Those drives are 7200 rpm drives which would give you a maximum write
rate of 120/sec at best with the cache disabled. I actually think your
70/sec is closer to reality and what you should anticipate in real use.
I do not see how they could make 170/sec. Did they strap a jet engine to
the drive. :)

Regards,
Ken

Re: Using pgiosim realistically

От
John Rouillard
Дата:
On Sat, May 14, 2011 at 12:07:02PM -0500, ktm@rice.edu wrote:
> On Fri, May 13, 2011 at 09:09:41PM +0000, John Rouillard wrote:
> > I am adding pgiosim to our testing for new database hardware and I am
> > seeing something I don't quite get and I think it's because I am using
> > pgiosim incorrectly.
> >
> > Specs:
> >
> >   OS: centos 5.5 kernel: 2.6.18-194.32.1.el5
> >   memory: 96GB
> >   cpu: 2x Intel(R) Xeon(R) X5690  @ 3.47GHz (6 core, ht enabled)
> >   disks: WD2003FYYS RE4
> >   raid: lsi - 9260-4i with 8 disks in raid 10 configuration
> >               1MB stripe size
> >               raid cache enabled w/ bbu
> >               disk caches disabled
> >   filesystem: ext3 created with -E stride=256
> >
> > I am seeing really poor (70) iops with pgiosim.  According to:
> > http://www.tomshardware.com/reviews/2tb-hdd-7200,2430-8.html in the
> > database benchmark they are seeing ~170 iops on a single disk for
> > these drives. I would expect an 8 disk raid 10 should get better then
> > 3x the single disk rate (assuming the data is randomly distributed).
> Those drives are 7200 rpm drives which would give you a maximum write
> rate of 120/sec at best with the cache disabled. I actually think your
> 70/sec is closer to reality and what you should anticipate in real use.
> I do not see how they could make 170/sec. Did they strap a jet engine to
> the drive. :)

Hmm, I stated the disk cache was disabled. I should have said the disk
write cache, but it's possible the readhead cache is disabled as well
(not quite sure how to tell on the lsi cards). Also there isn't a lot
of detail in what the database test mix is and I haven't tried
researching the site to see if the spec the exact test. If it included
a lot of writes and they were being handled by a cache then that could
explain it.

However, in my case I have an 8 disk raid 10 with a read only load (in
this testing configuration). Shouldn't I expect more iops than a
single disk can provide? Maybe pgiosim is hitting some other boundary
than just i/o?

Also it turns out that pgiosim can only handle 64 files. I haven't
checked to see if this is a compile time changable item or not.

--
                -- rouilj

John Rouillard       System Administrator
Renesys Corporation  603-244-9084 (cell)  603-643-9300 x 111

Re: Using pgiosim realistically

От
Jeff
Дата:
On May 16, 2011, at 9:17 AM, John Rouillard wrote:

>>>
>>> I am seeing really poor (70) iops with pgiosim.  According to:
>>> http://www.tomshardware.com/reviews/2tb-hdd-7200,2430-8.html in the
>>> database benchmark they are seeing ~170 iops on a single disk for
>>> these drives. I would expect an 8 disk raid 10 should get better
>>> then
>>> 3x the single disk rate (assuming the data is randomly distributed).
>> Those drives are 7200 rpm drives which would give you a maximum write
>> rate of 120/sec at best with the cache disabled. I actually think
>> your
>> 70/sec is closer to reality and what you should anticipate in real
>> use.
>> I do not see how they could make 170/sec.
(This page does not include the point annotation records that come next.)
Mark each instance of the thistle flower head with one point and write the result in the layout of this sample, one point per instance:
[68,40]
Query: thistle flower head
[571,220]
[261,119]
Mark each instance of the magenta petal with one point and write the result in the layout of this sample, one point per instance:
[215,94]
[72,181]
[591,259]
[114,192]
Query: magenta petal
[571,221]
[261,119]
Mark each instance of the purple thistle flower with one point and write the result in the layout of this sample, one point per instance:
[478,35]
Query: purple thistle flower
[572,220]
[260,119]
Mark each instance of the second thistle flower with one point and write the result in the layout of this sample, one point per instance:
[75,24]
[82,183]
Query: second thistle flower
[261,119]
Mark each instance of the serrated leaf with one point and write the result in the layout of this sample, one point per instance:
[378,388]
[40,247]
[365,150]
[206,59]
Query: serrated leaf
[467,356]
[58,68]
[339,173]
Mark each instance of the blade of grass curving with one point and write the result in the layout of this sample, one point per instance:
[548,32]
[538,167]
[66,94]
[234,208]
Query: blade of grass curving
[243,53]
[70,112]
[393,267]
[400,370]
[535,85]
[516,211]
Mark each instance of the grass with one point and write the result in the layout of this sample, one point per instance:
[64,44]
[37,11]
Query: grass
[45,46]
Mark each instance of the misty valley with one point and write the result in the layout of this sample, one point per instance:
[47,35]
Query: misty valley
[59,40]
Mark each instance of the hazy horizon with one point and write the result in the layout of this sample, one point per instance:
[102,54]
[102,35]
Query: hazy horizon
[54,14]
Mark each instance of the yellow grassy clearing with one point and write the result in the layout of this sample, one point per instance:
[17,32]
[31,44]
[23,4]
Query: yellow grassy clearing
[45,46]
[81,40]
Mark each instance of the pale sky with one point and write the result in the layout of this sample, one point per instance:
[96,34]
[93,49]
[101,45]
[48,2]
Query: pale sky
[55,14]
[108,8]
Did they strap a jet
>> engine to
>> the drive. :)
>

also you are reading with a worst case scenario for the mechanical
disk - randomly seeking around everywhere, which will lower
performance drastically.

> Hmm, I stated the disk cache was disabled. I should have said the disk
> write cache, but it's possible the readhead cache is disabled as well
> (not quite sure how to tell on the lsi cards). Also there isn't a lot
> of detail in what the database test mix is and I haven't tried
> researching the site to see if the spec the exact test. If it included
> a lot of writes and they were being handled by a cache then that could
> explain it.
>

you'll get some extra from the os readahead and the drive's potential
own readahead.


> However, in my case I have an 8 disk raid 10 with a read only load (in
> this testing configuration). Shouldn't I expect more iops than a
> single disk can provide? Maybe pgiosim is hitting some other boundary
> than just i/o?
>

given your command line you are only running a single thread - use the
-t argument to add more threads and that'll increase concurrency.  a
single process can only process so much at once and with multiple
threads requesting different things the drive will actually be able to
respond faster since it will have more work to do.
I tend to test various levels - usually a single (-t 1 - the default)
to get a base line, then -t (drives / 2), -t (#drives) up to probably
4x drives (you'll see iops level off).

> Also it turns out that pgiosim can only handle 64 files. I haven't
> checked to see if this is a compile time changable item or not.
>

that is a #define in pgiosim.c

also, are you running the latest pgiosim from pgfoundry?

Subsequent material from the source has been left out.